Multi-Cluster & Multi-Cloud Service Meshes With CNCF’s Kuma and Envoy

Sep 10, 2020 / 11 min read

When we first created Kuma – which means “bear” in Japanese – we dreamed of creating a service mesh that could run across every cluster, every cloud and every application. These are all requirements that large organizations must implement to support their application teams across a wide variety of architectures and platforms: VMs, Kubernetes, AWS, GCP and so on.

With Kuma – now a CNCF project and at the time of this writing, the only Envoy-based service mesh donated and accepted by the foundation – we have relentlessly executed on this vision with the community.

Starting from Kuma 0.6, which was released this summer with a new advanced multi-zone capability, Kuma now supports every cloud vendor, every architecture and every platform together in a multi-mesh control plane. When deployed in a multi-zone deployment, Kuma abstracts away both the synchronization of the service mesh policies across multiple zones and the service connectivity (and service discovery) across those zones. A zone can be a Kubernetes cluster, a data center, a cloud region, a VPC, a subnet and so on – we can slice and dice zones to our liking, and we can also mix Kubernetes and VM workloads into one distributed mesh deployment.

Kuma creates a service connectivity overlay across hybrid infrastructure to discover and connect services automatically, including hybrid Kubernetes + VM services.

This multi-zone capability has been added in addition to the multi-mesh support that Kuma introduced since day one to create multiple isolated meshes on the same cluster (with dedicated mTLS CAs) in order to reduce team coordination, increase isolation and improve security rather than one large service mesh that everybody is sharing. Also, since multi-zone leverages the first-class K8s + VM support that shipped since the first version of Kuma, all teams and workloads in the organizations can benefit from service mesh and not just our greenfield initiatives.
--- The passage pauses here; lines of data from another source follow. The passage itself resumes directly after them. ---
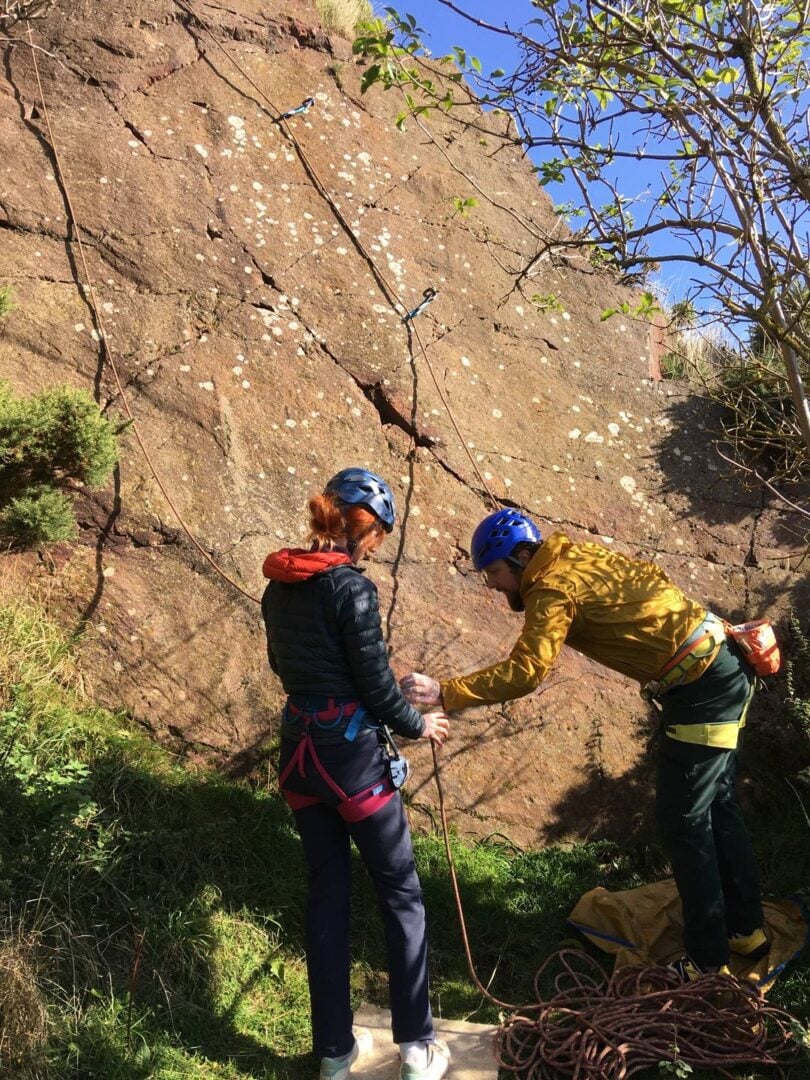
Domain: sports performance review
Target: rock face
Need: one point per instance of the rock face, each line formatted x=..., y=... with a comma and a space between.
x=260, y=353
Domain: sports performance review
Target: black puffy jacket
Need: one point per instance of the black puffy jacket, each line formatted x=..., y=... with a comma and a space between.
x=324, y=636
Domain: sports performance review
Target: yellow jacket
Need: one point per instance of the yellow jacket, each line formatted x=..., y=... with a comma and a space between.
x=622, y=611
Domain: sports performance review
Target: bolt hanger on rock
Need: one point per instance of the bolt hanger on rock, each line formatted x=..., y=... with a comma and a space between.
x=299, y=109
x=430, y=294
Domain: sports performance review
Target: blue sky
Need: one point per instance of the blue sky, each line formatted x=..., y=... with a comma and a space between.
x=444, y=29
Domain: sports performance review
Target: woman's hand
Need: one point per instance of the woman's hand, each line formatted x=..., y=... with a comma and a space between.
x=436, y=727
x=421, y=689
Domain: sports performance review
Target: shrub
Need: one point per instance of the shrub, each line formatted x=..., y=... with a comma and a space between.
x=39, y=515
x=48, y=442
x=7, y=304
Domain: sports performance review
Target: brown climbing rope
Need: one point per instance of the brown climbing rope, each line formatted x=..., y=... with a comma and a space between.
x=386, y=286
x=596, y=1027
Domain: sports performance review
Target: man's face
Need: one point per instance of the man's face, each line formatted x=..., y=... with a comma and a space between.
x=504, y=578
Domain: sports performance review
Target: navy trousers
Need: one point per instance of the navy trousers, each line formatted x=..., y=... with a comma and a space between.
x=383, y=842
x=709, y=845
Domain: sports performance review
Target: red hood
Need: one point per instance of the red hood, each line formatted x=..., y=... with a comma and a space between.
x=298, y=564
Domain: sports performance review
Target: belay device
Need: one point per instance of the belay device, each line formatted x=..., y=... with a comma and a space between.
x=399, y=767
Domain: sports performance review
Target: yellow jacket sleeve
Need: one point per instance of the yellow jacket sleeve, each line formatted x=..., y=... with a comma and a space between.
x=549, y=615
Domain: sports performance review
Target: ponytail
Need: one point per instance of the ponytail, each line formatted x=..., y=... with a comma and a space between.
x=332, y=525
x=327, y=525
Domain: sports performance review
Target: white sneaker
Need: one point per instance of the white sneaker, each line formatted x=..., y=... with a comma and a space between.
x=339, y=1068
x=436, y=1063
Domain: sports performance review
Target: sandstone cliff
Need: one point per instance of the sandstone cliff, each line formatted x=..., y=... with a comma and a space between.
x=259, y=355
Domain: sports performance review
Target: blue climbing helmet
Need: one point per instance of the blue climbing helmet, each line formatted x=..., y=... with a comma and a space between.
x=360, y=487
x=498, y=536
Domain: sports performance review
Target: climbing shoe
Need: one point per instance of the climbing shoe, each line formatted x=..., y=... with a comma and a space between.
x=339, y=1068
x=689, y=971
x=753, y=946
x=424, y=1061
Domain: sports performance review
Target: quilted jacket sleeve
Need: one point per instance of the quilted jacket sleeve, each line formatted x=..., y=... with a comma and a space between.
x=266, y=615
x=359, y=619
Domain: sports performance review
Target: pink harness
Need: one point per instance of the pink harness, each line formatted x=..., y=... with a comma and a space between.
x=355, y=807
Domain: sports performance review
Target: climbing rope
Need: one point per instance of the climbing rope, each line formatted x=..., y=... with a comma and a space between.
x=388, y=289
x=596, y=1027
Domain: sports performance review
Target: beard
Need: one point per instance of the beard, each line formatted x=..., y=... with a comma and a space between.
x=515, y=601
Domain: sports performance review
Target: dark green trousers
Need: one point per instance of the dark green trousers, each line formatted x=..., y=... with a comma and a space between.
x=700, y=818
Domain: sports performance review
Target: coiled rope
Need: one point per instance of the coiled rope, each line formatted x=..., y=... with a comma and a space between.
x=601, y=1027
A Kuma service mesh distributed across every cloud, cluster and workload that the teams are using can therefore be managed from one individual cluster of Kuma itself. Meanwhile, multiple service meshes can be virtually provisioned on one Kuma control plane (horizontally scalable) to simplify mesh management across the organization – very similar to how Kubernetes and its namespaces work.

Kuma supports multiple virtual meshes on the same Kuma deployment, removing the requirement of having multiple service mesh clusters for each application and therefore lowering the ops costs significantly.

Extending xDS With KDS

In Kuma, we can deploy a distributed service mesh running across multiple clusters, clouds or regions by leveraging the “multi-zone” deployment mode. The “multi-zone” deployment is a new way of running Kuma that has been introduced in v0.6+ in addition to the “standalone” deployment mode (one service mesh per zone).

In a multi-zone deployment, there are a few important features that Kuma provides:

There are two control plane modes: global and remote. This is quite unique in the service mesh landscape.
There is a new DNS “.mesh” zone for service discovery.
There is a new “Ingress” data plane proxy type that enables connectivity between zones within a Kuma mesh.

In a distributed deployment, the “global” control plane will be in charge of accepting Kuma resources to determine the behavior of the service mesh via either native Kubernetes CRDs or vanilla YAML in VM-based deployments. It will be in charge of propagating these resources to the “remote” control planes – one for each zone that we want to support.

The “remote” control planes are going to be exchanging Kuma resources with the “global” control plane over an extension of the Envoy xDS API that we called KDS (Kuma Discovery Service) over a gRPC protocol, and therefore, over HTTP/2. The “remote” control planes are also going to be accepting requests from the Envoy-based data plane proxies that belong to the same zone over traditional xDS.

The remote control planes also embed a DNS service discovery that can be used to discover services across different zones. The above architecture can be easily installed in just a few steps using either the Kuma CLI “kumactl” or HELM charts.

In Kuma, we abstract away the Envoy proxy process in a “kuma-dp” process so that the user never directly configures or starts “envoy”, therefore making the whole process of starting a data plane proxy much easier. Advanced users can still access the underlying “envoy” process if they want to.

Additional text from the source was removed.